Unlike orphans, unresolved keys are **auto-filled** (outside `--dry-run`): the
key is added to the source bundle with a best-effort English value derived from
the key itself —

- a leading `ClassName.` segment is dropped, the remaining dot-words are
title-cased and space-joined (`DataCaptureUploadPane.select.file` → `Select File`);
- one `{0..n-1}` `MessageFormat` placeholder is appended per call argument, using
the **maximum** arity seen across all call sites
(`I18n.tr("…failure.on.step", id)` → `Failure On Step {0}`).

The values are deliberately rough — a sensible starting point to refine in the
bundle, not a finished translation. They show up as ordinary additions in the
bundle diff for review. Only string-literal first arguments are considered;
computed keys are skipped (use `//$NLS-KEEP$` for those). In `--dry-run` /
`--check` the keys are reported but not written, and `--check` exits non-zero
when any remain.

**Missing translations** — keys present in `messages_en.properties` but absent
or blank in any sibling `messages_*.properties` file. Gives the translator a
clear worklist after each extraction sweep. The tool reports only — translation
itself is out of scope. (Auto-filled unresolved keys are folded into this report
too, so a freshly hand-written key surfaces as a translation gap in the other
locales on the same run.)

## When English text changes

Once a string is extracted, the bundle is the source of truth. Edits go there,
not in source code. There's no automatic way to flag the corresponding
non-source-locale entries as stale when the English value changes — this is an
inherent property of key-based ResourceBundle and not specific to this tool.
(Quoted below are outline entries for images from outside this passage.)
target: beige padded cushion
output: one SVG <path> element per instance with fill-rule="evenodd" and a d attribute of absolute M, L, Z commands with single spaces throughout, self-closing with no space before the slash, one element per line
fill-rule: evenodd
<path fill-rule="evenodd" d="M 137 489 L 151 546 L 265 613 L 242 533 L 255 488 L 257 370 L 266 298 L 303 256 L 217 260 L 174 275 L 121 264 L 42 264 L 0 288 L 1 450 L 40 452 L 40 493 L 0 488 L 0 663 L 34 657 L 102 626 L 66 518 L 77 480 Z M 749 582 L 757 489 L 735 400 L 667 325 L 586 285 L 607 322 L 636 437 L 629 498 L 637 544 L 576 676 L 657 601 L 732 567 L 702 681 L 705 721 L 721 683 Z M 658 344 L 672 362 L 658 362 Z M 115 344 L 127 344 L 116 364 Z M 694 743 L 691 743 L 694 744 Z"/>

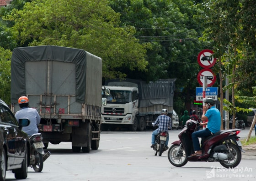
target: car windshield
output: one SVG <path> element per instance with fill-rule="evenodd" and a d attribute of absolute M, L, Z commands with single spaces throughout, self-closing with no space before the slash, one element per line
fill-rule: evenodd
<path fill-rule="evenodd" d="M 111 90 L 110 94 L 107 97 L 107 101 L 112 103 L 130 102 L 132 101 L 132 91 Z"/>

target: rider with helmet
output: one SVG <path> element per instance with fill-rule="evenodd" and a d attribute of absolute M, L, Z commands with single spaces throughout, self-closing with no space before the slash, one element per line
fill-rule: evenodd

Two practical options for handling this:

1. **Rename the key** when the meaning changes substantially. The tool will
report the old key as orphan and the new key as missing in non-source
locales. Translators see both signals on the next run.
2. **Edit the value in place** when the meaning is unchanged. Document this in
the commit message so translators can choose to update or skip.

For audit-grade tracking of which translations correspond to which English
versions, you'd need a TMS (Crowdin, Lokalise, POEditor) — they hash source
strings and flag stale translations automatically. Worth the cost only if you
have many languages or strict regulatory translation requirements.

## Heuristics

A literal is considered user-facing if it:
- contains at least 2 letters, length ≥ 2, not blank
- is not a property-key shape (`lowercase.dot.notation`)
- is not a SCREAMING_CONSTANT
- doesn't contain SQL keywords (SELECT, FROM, INSERT INTO, …)
- doesn't start with `/`, `http://`, `https://`, `file://`, `jdbc:`

UI sinks recognised: `setText`, `setTitle`, `setToolTipText`, `setLabel`,
`showMessageDialog`, `showConfirmDialog`, `showInputDialog`, `showOptionDialog`,
`createTitledBorder`, `createEtchedBorder`, `addTab`, `insertTab`,
`setTitleAt`. Edit `Extractor.UI_METHODS` to add more.
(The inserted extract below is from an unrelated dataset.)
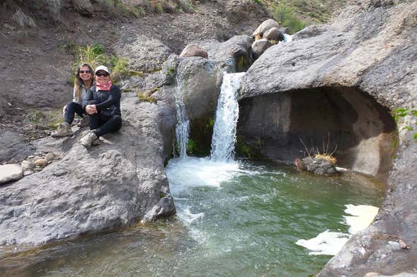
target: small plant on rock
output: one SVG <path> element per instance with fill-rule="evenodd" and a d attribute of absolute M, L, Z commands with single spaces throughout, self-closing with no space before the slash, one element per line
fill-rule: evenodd
<path fill-rule="evenodd" d="M 324 159 L 330 162 L 332 165 L 335 165 L 337 163 L 337 159 L 333 156 L 334 153 L 337 150 L 338 146 L 335 146 L 334 150 L 332 152 L 329 152 L 329 144 L 330 141 L 330 133 L 327 136 L 327 142 L 325 143 L 325 141 L 323 140 L 323 151 L 321 152 L 318 147 L 312 147 L 309 151 L 306 147 L 304 141 L 300 138 L 299 138 L 302 146 L 304 146 L 306 153 L 309 158 L 314 158 L 316 159 Z M 325 144 L 326 146 L 324 146 Z"/>
<path fill-rule="evenodd" d="M 405 107 L 400 107 L 400 108 L 396 109 L 392 113 L 392 116 L 394 117 L 394 120 L 395 120 L 395 122 L 396 123 L 397 125 L 398 125 L 399 121 L 401 118 L 404 118 L 407 116 L 412 117 L 415 119 L 414 125 L 416 125 L 416 126 L 417 126 L 417 110 L 411 110 L 411 109 L 408 109 L 408 108 L 405 108 Z M 404 126 L 404 127 L 402 127 L 401 130 L 398 130 L 398 131 L 399 133 L 404 130 L 415 131 L 416 129 L 415 129 L 415 127 L 413 128 L 411 126 L 410 126 L 409 124 L 407 124 L 407 125 Z M 417 131 L 415 131 L 414 134 L 413 134 L 413 138 L 414 139 L 415 141 L 417 141 Z"/>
## Multi-statement StringBuilder safety

The dataflow detector refuses extraction (leaves source untouched) when:
- the variable isn't a local declared in the same method
- the initialiser isn't `new StringBuilder()` / `new StringBuffer()`
- any reference is something other than `.append()` / `.toString()`
- any reference lives in a different `BlockStmt` (so loops, ifs, try blocks
all bail out)
- a second `.toString()` exists (the variable is consumed twice)
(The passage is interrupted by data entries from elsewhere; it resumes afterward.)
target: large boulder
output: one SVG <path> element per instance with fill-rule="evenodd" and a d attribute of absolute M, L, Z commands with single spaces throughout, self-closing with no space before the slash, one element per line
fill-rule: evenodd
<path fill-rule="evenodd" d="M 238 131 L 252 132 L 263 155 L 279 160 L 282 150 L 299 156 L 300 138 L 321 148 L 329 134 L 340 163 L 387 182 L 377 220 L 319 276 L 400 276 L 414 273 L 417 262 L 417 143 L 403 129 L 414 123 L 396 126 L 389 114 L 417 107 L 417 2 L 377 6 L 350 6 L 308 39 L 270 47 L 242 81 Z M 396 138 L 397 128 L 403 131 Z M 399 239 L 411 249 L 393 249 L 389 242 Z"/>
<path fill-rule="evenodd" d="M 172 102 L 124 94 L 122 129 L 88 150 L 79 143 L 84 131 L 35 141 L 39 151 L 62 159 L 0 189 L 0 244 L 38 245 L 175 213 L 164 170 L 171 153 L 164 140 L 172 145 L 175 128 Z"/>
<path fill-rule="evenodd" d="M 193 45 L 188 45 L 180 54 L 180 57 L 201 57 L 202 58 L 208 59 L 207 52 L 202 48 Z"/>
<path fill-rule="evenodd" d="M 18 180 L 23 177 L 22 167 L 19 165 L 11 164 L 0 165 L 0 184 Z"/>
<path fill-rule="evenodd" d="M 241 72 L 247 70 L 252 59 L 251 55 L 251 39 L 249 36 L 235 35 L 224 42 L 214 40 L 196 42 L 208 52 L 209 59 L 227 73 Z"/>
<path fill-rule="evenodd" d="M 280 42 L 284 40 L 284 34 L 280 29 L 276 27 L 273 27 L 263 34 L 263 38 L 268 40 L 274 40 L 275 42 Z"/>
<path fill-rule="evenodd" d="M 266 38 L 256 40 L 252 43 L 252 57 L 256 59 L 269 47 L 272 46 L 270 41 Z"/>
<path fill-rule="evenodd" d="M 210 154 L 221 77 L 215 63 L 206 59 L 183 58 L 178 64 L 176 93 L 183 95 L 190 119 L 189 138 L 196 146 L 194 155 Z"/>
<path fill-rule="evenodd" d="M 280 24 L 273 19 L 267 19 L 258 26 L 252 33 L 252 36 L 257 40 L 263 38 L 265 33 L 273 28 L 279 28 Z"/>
Failed extractions are silent — review the file to see what didn't transform.

## Limitations / known gaps

- Cross-method builders (passing a StringBuilder to a helper that appends to
it) — not detected, refuses extraction.
- Aliasing (`StringBuilder ref = sb; ref.append(...)`) — appends via the
alias are silently missed; review by hand.
- Pre-existing `import` of a different `I18n` class will collide; the
generated import goes to `.I18n` regardless.
- Width / precision in printf specs (`%5.2f`) is dropped; hand-edit the
bundle to `{0,number,#,##0.00}` if needed.
- Plurals: stdlib `MessageFormat.ChoiceFormat` works but is ugly. ICU
MessageFormat support is out of scope.

## Re-running

Re-running on already-extracted code is safe: existing bundle entries are
preserved and reused (deduplication by pattern). New strings get appended.
Translations in `messages_.properties` are not touched.